Corría el año 1608 cuando un fabricante de lentes e inventor llamado Hans Lippershey creó el diseño del primer telescopio refractor del que se tiene constancia y solicitó a los Estados Generales de los Países Bajos que le otorgaran una patente por crear un instrumento que permitía «ver objetos muy lejanos como si estuvieran cerca».
En mayo del año siguiente, una descripción de este objeto llegó a manos de Galileo Galilei, que se puso manos a la obra y fabricó su propia versión del mismo: un pequeño telescopio de mano capaz de aumentar las imágenes tres veces.
Durante los siguientes meses, el genio renacentista continuó fabricando telescopios y aplicando cambios a su boceto inicial, aunque sus limitados conocimientos sobre óptica hicieron que los instrumentos no siempre funcionaran de manera adecuada. A pesar de las dificultades, sus diseños fueron mejorando hasta que consiguió crear un telescopio que podía aumentar el tamaño hasta veinte veces.
Una vez lo tuvo listo, apuntó al cielo y empezó a observar la Luna.

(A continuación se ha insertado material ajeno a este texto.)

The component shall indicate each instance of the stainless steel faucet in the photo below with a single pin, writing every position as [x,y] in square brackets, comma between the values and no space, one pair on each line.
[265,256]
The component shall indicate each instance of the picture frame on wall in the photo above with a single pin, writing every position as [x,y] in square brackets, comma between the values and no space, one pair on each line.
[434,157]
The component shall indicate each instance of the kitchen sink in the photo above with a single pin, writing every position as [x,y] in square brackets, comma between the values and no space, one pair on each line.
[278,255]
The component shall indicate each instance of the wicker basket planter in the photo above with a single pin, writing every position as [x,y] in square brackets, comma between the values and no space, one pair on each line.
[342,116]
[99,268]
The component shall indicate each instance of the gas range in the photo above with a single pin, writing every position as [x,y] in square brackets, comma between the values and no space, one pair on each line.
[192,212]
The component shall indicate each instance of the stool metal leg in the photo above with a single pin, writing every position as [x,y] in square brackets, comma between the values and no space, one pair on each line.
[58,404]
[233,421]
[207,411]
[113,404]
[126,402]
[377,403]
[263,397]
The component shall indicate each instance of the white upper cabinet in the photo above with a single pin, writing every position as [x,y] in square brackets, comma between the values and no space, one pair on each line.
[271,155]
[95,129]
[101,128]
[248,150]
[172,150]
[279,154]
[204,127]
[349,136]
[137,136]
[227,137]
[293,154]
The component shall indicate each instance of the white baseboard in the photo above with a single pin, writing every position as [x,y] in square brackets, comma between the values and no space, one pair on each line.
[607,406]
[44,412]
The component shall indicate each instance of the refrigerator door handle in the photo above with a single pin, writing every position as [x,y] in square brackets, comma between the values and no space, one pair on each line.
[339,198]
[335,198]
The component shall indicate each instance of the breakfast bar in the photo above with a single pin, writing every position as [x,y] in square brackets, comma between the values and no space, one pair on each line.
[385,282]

Para su sorpresa, descubrió que, contrariamente a lo que predicaba la física aristotélica, ese objeto celeste no era una esfera translúcida y perfecta, sino que tenía montañas y cráteres.
En base a dichas observaciones, dibujó la famosa ilustración que encabeza este artículo, en la que se aprecian las fases lunares y la ubicación de los accidentes topográficos que hay en su superficie.
Esos dibujos fueron incluidos en un tratado astronómico escrito en latín llamado Sidereus nuncius (Mensajero sideral) que publicó el 13 de marzo de 1610 y que se convirtió en el primer documento científico basado en observaciones realizadas con un telescopio.
Además de la información sobre nuestro satélite, también incluye datos sobre las lunas de Júpiter y cientos de estrellas de la Vía Láctea y constelaciones que no se pueden ver a simple vista pero que él pudo observar gracias a su telescopio. Este documento está considerado hoy en día como el origen de la astronomía moderna.